板橋区立美術館の夏の教室に参加しました。個人的に絵本について感じたこと、考えたことを書いてみたいと思います。ご関心ある方はおつきあい下さい。
今回のお話はどれもとても面白かったのですが、私の心に特に響いたのはフィリピンのミンダナオで子ども図書館を創設された松居友さんのお話でした。とにかく衝撃的でした。
松居さんは笑いながらこうおっしゃるのです。絵本は国境を越えるのか、というのが今回の講座の題目みたいだけど、国境なんて人間が勝手につくったものじゃありませんか? 渡り鳥が空を飛ぶのにパスポートに判子を押してもらうんですか? 大人はありもしないものを勝手に作って、「国境を越えるのは難しい~」なんて悩むんですね。可笑しいですね。
松居さんはさらにこうおっしゃいます。ミンダナオの子ども達は皆、それぞれの物語を持っている。絵本がなくても、人から人へと物語が語り継がれているのだと。お話の生きている社会、語りのある世界、絵本がなくても語るのが当たり前の社会、超自然的なものがいると大人も子どもも信じていて、遊びの世界が巷に生きている社会が今も存在するのだと。大人達が他人の子だろうと自分の子だろうと関係なく、子どもの成長を見守る社会。子ども達が自然の中で駆け回り、たくさんの会話を交わし、笑い合う姿を、周りの大人が喜びをもって受け止める社会。困った人がいたら当然のことのように助ける社会。「煩わしい」、「迷惑」そんな寒々しい言葉が飛び交う今の日本の社会とは対極にあるように思えました。
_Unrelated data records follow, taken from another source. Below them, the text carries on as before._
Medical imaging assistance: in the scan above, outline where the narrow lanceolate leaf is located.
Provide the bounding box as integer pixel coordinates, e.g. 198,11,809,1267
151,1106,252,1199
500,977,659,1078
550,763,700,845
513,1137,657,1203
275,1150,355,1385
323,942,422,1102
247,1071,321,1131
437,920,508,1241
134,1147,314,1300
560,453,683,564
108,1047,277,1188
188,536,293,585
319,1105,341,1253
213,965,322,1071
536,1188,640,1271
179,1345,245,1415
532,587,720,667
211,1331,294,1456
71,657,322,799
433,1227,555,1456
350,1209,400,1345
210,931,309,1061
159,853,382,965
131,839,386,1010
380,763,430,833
しかしそんな地に紛争が起きてしまいます。紛争で傷ついた子ども達が松居さん達のストーリーテリングで笑顔を取り戻す映像を見て、絵本の力を再確認することができました。(出典:http://www.edit.ne.jp/~mindanao/documentarysite.html)
松居さんは日本はこんなにも豊かなのに、子どもの自殺率が高い、日本の子ども達の心の貧困の問題をどうにかしなくてはならないともおっしゃっておられました。
子どもに幸せな日々を送って欲しいと思うのは親としてごく自然な感情に思えます。でも今の日本、特に都会で暮らす子ども達は幸せなのでしょうか。そんなことを考えて、時々胸がしめつけられます。かといって今の便利な生活を手放すことはなかなかできないでしょう。混沌とした思いに1つの答えを下さったのが福音館書店の編集者、唐亜明さんのこんなお話しでした。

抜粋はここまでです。